On recent kernels the tick remains active on idle adaptive-tick CPUs when a small value is written to /dev/cpu_dma_latency to restrict the highest C-state. Before the idle loop redesign in 4.17 idle CPUs had the tick disabled even when C-state were restricted. Is this change intentional or a regression?
I use an x86_64 system built with CONFIG_NO_HZ_FULL that I recently upgraded to the 4.19 series from the 4.14 series. I noticed that adaptive-tick CPUs (nohz_full=1-7) still fire timer interrupts about 1000 times/s (CONFIG_HZ_1000=y) even when they are mostly idle. Some debugging showed that this only happens when a program is writing to /dev/cpu_dma_latency to restrict C-states. The old 4.14 kernel only have around 10 timer interrupts per second on idle adaptive-tick CPU even when C-states are restricted that way.
I would expect an adaptive-tick CPU to turn off the tick when it has 0 or 1 processes to run and enable the tick for >2 processes. Kernels after 4.17 instead have the tick on when 0 or >2 processes are running and the tick off in the 1 process case. Since the tick is off when a single process is running that workload isn't directly harmed by the change but if the CPU use hyperthreading the constant wakeups on an idle HT sibling will reduce performance on the other sibling.
They way I look for timer interrupts is by comparing the LOC line in /proc/interrupts or using the hrtimer_expire_entry tracepoint when function=tick_sched_timer. Both methods seem to give the same results.
I can reproduce the problem using an i7-4790K CPU with /sys/devices/system/cpu/cpuidle/current_driver:intel_idle. I can also reproduce the problem on an old core2duo laptop with current_driver:acpi_idle but I can't reproduce the problem in a virtual machine where current_driver:none. I also can't reproduce the problem if C-states are restricted using the intel_idle.max_cstate=1 kernel argument instead of /dev/cpu_dma_latency.
The commit that introduced the change is 554c8aa8ec "sched: idle: Select idle state before stopping the tick" in v4.17 and the problem exists at least up to kernel 5.1 using the menu cpuidle governor.

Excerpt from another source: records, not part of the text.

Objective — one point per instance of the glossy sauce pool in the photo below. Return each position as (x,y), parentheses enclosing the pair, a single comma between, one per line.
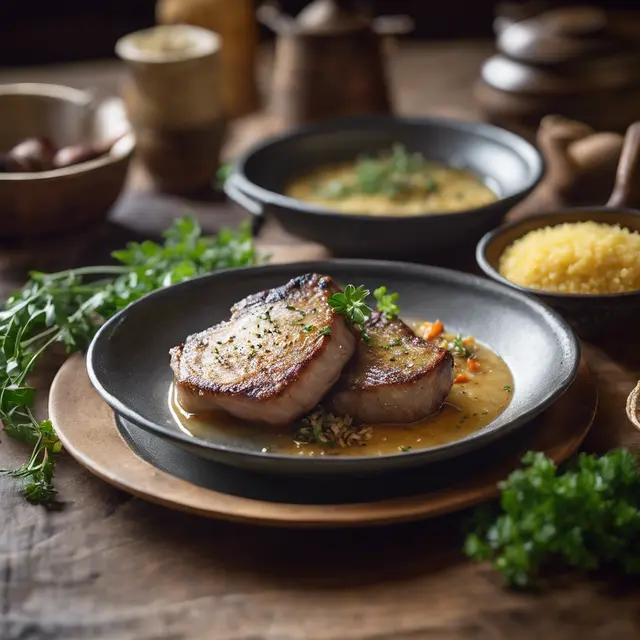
(469,407)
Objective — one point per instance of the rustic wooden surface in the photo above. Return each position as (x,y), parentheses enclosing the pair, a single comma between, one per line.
(112,566)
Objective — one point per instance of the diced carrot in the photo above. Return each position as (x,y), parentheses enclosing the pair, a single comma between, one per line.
(434,330)
(473,366)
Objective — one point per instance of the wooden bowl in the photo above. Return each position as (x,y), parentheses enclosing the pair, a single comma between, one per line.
(591,316)
(41,203)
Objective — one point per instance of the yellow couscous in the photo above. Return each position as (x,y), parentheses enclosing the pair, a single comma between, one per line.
(578,257)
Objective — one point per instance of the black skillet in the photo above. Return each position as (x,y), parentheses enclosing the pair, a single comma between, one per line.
(505,161)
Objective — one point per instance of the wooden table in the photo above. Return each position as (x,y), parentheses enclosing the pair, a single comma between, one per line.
(112,566)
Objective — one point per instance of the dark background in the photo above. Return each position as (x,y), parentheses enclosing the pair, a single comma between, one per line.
(45,32)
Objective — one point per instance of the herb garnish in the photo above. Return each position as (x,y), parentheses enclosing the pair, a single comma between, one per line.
(351,304)
(387,303)
(394,175)
(68,307)
(587,516)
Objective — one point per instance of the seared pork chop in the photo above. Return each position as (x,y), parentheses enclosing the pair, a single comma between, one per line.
(273,360)
(396,378)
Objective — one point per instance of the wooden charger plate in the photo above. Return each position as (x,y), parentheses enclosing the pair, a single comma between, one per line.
(130,459)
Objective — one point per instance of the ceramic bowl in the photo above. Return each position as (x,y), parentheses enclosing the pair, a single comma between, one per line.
(591,316)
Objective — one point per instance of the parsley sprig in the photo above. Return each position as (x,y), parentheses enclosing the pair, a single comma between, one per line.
(394,175)
(351,304)
(68,307)
(586,516)
(387,302)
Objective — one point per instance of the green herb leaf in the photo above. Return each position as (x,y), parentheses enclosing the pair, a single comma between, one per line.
(68,307)
(387,302)
(394,174)
(351,304)
(586,516)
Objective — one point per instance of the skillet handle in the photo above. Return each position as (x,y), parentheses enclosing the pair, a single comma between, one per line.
(626,193)
(233,192)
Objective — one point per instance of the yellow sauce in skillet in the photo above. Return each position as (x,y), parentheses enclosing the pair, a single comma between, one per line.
(476,400)
(454,190)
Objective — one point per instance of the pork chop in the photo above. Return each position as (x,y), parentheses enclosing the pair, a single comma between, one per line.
(273,360)
(396,378)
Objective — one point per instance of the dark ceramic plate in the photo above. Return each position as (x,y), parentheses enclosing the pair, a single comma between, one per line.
(504,161)
(128,360)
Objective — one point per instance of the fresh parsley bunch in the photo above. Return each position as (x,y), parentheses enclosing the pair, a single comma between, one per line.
(68,307)
(587,517)
(351,303)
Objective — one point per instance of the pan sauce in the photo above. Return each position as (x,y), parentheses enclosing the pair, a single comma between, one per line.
(456,190)
(470,406)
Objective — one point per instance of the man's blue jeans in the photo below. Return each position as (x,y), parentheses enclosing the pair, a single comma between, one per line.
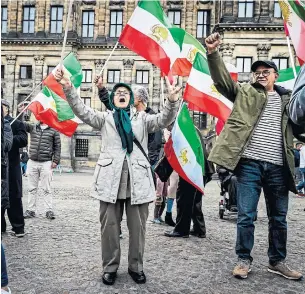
(252,176)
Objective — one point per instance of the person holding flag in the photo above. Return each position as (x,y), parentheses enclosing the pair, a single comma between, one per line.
(123,175)
(257,144)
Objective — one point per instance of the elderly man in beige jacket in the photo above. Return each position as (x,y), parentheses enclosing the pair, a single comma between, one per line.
(123,174)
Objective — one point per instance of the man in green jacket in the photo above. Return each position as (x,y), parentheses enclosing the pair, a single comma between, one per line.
(257,144)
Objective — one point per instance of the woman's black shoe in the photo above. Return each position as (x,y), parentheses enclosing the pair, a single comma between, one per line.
(139,278)
(109,278)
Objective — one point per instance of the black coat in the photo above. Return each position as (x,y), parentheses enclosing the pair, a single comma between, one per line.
(20,140)
(6,145)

On Fri, Jul 5, 2019 at 7:22 PM Thomas Lindroth
<[email protected]> wrote:
>
> On recent kernels the tick remains active on idle adaptive-tick CPUs when a small value is written to /dev/cpu_dma_latency to restrict the highest C-state. Before the idle loop redesign in 4.17 idle CPUs had the tick disabled even when C-state were restricted. Is this change intentional or a regression?
It was intentional, but this kind of is a gray area.

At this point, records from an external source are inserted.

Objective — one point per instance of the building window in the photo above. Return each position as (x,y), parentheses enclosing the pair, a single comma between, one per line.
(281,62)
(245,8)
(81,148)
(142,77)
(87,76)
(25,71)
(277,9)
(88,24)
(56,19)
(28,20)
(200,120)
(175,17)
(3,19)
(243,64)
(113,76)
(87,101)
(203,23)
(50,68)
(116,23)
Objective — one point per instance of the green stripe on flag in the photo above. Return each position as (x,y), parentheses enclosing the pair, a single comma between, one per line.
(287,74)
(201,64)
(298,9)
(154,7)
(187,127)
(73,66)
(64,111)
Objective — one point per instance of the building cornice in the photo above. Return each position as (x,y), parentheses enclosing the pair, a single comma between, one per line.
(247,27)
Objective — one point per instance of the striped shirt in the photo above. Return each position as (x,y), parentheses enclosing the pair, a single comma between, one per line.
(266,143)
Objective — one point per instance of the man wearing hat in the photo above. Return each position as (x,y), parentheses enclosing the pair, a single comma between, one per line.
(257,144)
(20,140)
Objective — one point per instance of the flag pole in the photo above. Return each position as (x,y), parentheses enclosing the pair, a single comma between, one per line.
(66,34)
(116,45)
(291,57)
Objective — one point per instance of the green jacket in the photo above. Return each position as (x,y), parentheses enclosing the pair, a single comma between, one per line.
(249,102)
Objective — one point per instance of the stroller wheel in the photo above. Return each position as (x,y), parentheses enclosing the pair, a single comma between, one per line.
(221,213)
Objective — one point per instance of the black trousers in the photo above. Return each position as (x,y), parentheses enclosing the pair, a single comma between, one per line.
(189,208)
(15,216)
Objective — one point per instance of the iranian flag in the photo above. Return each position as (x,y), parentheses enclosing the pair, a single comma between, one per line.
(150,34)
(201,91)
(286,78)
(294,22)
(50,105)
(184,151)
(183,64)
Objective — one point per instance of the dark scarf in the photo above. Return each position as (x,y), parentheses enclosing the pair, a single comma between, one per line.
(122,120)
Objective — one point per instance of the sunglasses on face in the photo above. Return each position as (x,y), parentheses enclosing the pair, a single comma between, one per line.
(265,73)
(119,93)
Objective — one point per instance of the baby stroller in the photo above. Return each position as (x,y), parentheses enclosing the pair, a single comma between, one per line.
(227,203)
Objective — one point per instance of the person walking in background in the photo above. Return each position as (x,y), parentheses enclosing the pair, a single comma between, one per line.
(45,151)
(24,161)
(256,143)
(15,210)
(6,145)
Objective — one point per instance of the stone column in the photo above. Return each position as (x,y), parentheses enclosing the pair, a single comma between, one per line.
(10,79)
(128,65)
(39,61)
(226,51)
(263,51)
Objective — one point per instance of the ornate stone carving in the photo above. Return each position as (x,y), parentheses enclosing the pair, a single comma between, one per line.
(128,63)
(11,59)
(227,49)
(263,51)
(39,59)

At least for the menu governor you may argue that the decision on
whether or not to stop the tick should be based on the predicted idle
duration.
> I use an x86_64 system built with CONFIG_NO_HZ_FULL that I recently upgraded to the 4.19 series from the 4.14 series. I noticed that adaptive-tick CPUs (nohz_full=1-7) still fire timer interrupts about 1000 times/s (CONFIG_HZ_1000=y) even when they are mostly idle. Some debugging showed that this only happens when a program is writing to /dev/cpu_dma_latency to restrict C-states. The old 4.14 kernel only have around 10 timer interrupts per second on idle adaptive-tick CPU even when C-states are restricted that way.
>
> I would expect an adaptive-tick CPU to turn off the tick when it has 0 or 1 processes to run and enable the tick for >2 processes. Kernels after 4.17 instead have the tick on when 0 or >2 processes are running and the tick off in the 1 process case. Since the tick is off when a single process is running that workload isn't directly harmed by the change but if the CPU use hyperthreading the constant wakeups on an idle HT sibling will reduce performance on the other sibling.
>
> They way I look for timer interrupts is by comparing the LOC line in /proc/interrupts or using the hrtimer_expire_entry tracepoint when function=tick_sched_timer. Both methods seem to give the same results.
>
> I can reproduce the problem using an i7-4790K CPU with /sys/devices/system/cpu/cpuidle/current_driver:intel_idle. I can also reproduce the problem on an old core2duo laptop with current_driver:acpi_idle but I can't reproduce the problem in a virtual machine where current_driver:none. I also can't reproduce the problem if C-states are restricted using the intel_idle.max_cstate=1 kernel argument instead of /dev/cpu_dma_latency.
>
> The commit that introduced the change is 554c8aa8ec "sched: idle: Select idle state before stopping the tick" in v4.17 and the problem exists at least up to kernel 5.1 using the menu cpuidle governor.
Restoring the previous behavior in this case should be relatively
straightforward. I'll send you a patch to do that later.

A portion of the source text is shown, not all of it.